Are good patient and embryo characteristics protective against the negative effect of elevated progesterone level on the day of oocyte maturation

Capsule:
Elevated P level on the day of human chorionic gonadotropin administration negatively affects live-birth rate, regardless of embryo stage, embryo quality, patient age, or ovarian response.

Authors:
Micah J. Hill, D.O., Greene Donald Royster IV, M.D., Mae Wu Healy, D.O., Kevin S. Richter, Ph.D., Gary Levy, M.D., Alan H. DeCherney, M.D., Eric D. Levens, M.D., Geeta Suthar, B.S.M.T., C.L.C.P., Eric Widra, M.D., Michael J. Levy, M.D.

Volume 103, Issue 6, Pages 1477-1484

Abstract:

Objective:
To evaluate if an elevated progesterone (P) level on the day of human chorionic gonadotropin (hCG) administration is associated with a decrease in live-birth rate in patients with a good prognosis.

Design:
Retrospective cohort study.

Setting:
Large, private, assisted reproductive technology (ART) practice.

Patient(s):
One thousand six hundred twenty fresh autologous ART cycles.

Intervention(s):
None.

Main Outcome Measure(s):
Live-birth rate.

Result(s):
A total of 934 blastocyst and 686 cleavage-stage embryo transfer (ET) cycles were evaluated. Serum P levels were not associated with markers of oocyte or embryo quality, including fertilization, embryo stage at transfer, and embryos available for cryopreservation. Patient age, stage of ET, embryo quality, the number of embryos transferred, and P level on the day of hCG administration were all significantly associated with live birth. Higher P levels were associated with decreased odds of live birth for cleavage- and blastocyst-stage embryos, poor-fair and good-quality embryos, and poor- and high-responder patients. The nonsignificance of interaction tests of P levels with embryo stage, embryo quality, patient age, and ovarian response indicated that the relationship between P level and live birth was similar regardless of these factors.

Conclusion(s):
An elevated serum P level on the day of hCG administration was negatively associated with live birth, even in ETs with a good prognosis.

  • Micah Hill

    Thanks for the comment Alex. We generally recommend freezing with values 2ng/ml or higher.
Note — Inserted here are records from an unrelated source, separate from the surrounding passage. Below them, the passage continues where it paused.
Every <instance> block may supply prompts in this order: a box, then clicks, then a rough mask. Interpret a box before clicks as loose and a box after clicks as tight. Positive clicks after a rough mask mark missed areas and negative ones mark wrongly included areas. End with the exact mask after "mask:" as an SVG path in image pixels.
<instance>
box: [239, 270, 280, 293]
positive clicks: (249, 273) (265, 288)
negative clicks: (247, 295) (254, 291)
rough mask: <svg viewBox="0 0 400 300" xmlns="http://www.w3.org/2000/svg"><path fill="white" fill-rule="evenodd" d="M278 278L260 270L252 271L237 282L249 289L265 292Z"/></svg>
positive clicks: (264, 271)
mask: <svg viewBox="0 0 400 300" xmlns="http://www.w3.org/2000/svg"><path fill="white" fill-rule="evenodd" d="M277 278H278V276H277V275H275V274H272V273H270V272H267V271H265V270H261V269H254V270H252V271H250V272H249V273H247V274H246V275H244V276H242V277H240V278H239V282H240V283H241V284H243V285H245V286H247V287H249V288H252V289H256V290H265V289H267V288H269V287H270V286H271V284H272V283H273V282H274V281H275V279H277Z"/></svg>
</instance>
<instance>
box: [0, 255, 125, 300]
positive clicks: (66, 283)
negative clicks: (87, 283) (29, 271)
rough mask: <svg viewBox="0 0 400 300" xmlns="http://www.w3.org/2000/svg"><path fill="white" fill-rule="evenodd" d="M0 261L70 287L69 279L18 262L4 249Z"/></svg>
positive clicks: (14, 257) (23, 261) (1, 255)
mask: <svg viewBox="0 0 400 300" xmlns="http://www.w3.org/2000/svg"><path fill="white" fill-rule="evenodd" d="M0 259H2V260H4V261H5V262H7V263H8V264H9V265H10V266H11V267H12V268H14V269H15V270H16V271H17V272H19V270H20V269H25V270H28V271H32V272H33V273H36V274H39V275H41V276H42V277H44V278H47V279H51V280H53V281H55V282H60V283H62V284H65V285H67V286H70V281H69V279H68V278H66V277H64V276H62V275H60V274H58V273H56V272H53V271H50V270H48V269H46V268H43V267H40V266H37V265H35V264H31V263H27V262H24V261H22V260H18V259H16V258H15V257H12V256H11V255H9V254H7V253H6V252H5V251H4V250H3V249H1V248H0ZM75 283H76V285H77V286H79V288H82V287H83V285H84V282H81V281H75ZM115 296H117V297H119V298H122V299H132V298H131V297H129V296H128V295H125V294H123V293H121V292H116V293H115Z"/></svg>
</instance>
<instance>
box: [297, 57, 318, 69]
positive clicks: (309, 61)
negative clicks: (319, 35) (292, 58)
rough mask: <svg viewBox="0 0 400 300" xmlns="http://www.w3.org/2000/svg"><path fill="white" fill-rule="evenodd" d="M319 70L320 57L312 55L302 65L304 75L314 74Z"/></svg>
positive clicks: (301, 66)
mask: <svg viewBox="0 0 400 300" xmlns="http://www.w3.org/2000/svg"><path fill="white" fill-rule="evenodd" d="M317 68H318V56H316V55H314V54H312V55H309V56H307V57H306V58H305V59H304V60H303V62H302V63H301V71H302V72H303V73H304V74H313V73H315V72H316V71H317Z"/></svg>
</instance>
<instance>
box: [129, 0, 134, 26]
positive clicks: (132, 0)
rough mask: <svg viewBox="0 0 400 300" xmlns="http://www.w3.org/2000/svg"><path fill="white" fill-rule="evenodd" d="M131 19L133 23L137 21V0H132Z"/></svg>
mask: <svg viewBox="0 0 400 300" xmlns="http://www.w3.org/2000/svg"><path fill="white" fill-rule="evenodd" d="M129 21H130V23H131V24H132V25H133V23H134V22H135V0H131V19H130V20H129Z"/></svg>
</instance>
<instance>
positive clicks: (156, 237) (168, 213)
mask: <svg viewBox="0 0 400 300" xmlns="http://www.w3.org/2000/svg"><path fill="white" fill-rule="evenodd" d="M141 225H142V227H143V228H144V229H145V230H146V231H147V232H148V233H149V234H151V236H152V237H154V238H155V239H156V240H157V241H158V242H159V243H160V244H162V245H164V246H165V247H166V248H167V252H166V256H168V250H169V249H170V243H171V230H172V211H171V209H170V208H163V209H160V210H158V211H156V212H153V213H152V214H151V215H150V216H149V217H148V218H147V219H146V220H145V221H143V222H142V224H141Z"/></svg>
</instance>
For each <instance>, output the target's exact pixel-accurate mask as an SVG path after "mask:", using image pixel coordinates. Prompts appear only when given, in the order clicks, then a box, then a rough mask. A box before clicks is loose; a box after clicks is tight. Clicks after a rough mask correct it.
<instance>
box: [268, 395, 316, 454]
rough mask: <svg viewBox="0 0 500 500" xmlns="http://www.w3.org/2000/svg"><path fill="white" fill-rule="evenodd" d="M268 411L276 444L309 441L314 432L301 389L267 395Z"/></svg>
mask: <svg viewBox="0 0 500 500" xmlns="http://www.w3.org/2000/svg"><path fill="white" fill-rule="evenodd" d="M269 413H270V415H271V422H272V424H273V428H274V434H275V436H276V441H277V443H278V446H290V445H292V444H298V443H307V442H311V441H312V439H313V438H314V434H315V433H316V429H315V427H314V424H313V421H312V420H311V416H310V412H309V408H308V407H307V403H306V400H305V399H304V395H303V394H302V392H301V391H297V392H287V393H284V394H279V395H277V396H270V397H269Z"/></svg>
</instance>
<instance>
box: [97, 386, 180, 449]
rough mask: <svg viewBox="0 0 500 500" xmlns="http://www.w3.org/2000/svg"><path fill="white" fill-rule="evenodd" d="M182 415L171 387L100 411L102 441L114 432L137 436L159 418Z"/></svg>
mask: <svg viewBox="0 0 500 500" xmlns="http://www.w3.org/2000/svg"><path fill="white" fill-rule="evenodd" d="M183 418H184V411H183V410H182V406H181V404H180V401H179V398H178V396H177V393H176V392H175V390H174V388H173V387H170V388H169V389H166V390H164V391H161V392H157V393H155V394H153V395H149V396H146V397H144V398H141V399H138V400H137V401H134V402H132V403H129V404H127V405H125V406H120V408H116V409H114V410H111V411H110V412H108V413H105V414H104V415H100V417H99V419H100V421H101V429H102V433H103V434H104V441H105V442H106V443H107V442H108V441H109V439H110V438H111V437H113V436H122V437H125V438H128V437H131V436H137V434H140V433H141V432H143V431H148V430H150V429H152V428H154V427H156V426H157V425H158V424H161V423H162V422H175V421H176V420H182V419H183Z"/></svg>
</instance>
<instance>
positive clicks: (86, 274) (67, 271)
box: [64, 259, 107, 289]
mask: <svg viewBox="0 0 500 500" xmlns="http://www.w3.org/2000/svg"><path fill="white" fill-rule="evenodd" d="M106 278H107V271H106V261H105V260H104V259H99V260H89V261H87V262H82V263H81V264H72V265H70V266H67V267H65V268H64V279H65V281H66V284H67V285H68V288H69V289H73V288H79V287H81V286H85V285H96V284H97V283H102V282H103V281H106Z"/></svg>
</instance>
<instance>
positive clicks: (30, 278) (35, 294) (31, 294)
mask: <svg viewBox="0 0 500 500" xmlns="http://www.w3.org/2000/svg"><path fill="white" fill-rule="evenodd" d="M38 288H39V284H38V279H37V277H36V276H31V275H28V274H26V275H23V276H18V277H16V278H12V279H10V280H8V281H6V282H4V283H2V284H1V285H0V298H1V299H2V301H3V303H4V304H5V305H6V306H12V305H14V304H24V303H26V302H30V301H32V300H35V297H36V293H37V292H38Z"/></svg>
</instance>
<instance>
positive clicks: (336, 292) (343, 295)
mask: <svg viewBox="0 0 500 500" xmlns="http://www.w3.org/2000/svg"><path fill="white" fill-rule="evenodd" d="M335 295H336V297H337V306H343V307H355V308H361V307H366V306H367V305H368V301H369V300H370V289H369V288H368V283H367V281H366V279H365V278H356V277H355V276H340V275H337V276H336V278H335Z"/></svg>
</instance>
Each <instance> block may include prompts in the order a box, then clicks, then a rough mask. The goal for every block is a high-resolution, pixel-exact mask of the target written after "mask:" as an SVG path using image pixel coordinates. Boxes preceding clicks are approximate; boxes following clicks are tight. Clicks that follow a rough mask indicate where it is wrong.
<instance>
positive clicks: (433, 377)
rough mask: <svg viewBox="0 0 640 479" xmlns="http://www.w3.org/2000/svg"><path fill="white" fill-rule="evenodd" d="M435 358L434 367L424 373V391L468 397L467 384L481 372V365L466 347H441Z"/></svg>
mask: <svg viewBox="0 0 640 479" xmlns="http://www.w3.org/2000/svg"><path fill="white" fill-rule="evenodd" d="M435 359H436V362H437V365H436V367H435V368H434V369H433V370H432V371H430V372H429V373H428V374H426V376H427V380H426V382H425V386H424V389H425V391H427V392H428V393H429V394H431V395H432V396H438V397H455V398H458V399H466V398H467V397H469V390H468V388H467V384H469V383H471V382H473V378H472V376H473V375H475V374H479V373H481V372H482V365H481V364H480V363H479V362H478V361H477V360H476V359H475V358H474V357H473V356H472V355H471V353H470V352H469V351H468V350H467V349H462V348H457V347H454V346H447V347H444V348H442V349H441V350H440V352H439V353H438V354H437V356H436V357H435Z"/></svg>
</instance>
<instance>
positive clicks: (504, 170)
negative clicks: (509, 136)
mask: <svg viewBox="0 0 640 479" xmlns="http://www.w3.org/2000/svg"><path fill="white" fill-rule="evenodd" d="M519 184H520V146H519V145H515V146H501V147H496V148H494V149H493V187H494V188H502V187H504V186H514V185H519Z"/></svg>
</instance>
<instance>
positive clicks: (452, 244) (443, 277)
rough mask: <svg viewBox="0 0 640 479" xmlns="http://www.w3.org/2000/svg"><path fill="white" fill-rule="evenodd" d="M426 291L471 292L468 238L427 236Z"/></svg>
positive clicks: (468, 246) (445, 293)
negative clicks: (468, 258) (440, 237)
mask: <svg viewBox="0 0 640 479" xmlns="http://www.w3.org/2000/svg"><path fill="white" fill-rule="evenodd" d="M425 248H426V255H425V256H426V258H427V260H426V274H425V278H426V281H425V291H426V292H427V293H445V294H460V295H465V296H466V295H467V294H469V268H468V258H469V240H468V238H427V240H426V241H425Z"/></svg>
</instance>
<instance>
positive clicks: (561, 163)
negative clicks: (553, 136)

We do see decreases in pregnancy with values over 1.5, but the drop in pregnancy becomes profoundly significant over 2. However, I think when to freeze is an individual patient and program decision. P assays lack accuracy at low values and may differ from lab to lab. Programs with good vitrification outcomes might do better freezing at lower thresholds than programs with poorer vitrification outcomes. Patient characteristics (like supranumerary embryos to freeze) and pricing structure would also come into play. So in my opinion, when to freeze is a more complex decision than just a single threshold value. But that being said, 2ng/ml is the general threshold we use.

  • This is a timely article on the important topic of P levels on the day of hCG administration and the effect on pregnancy outcomes. Can the authors comment on whether a cut-off P level on the day of hCG should be routinely used to recommend freezing of embryos? If yes, what is the cutoff value that you would recommend?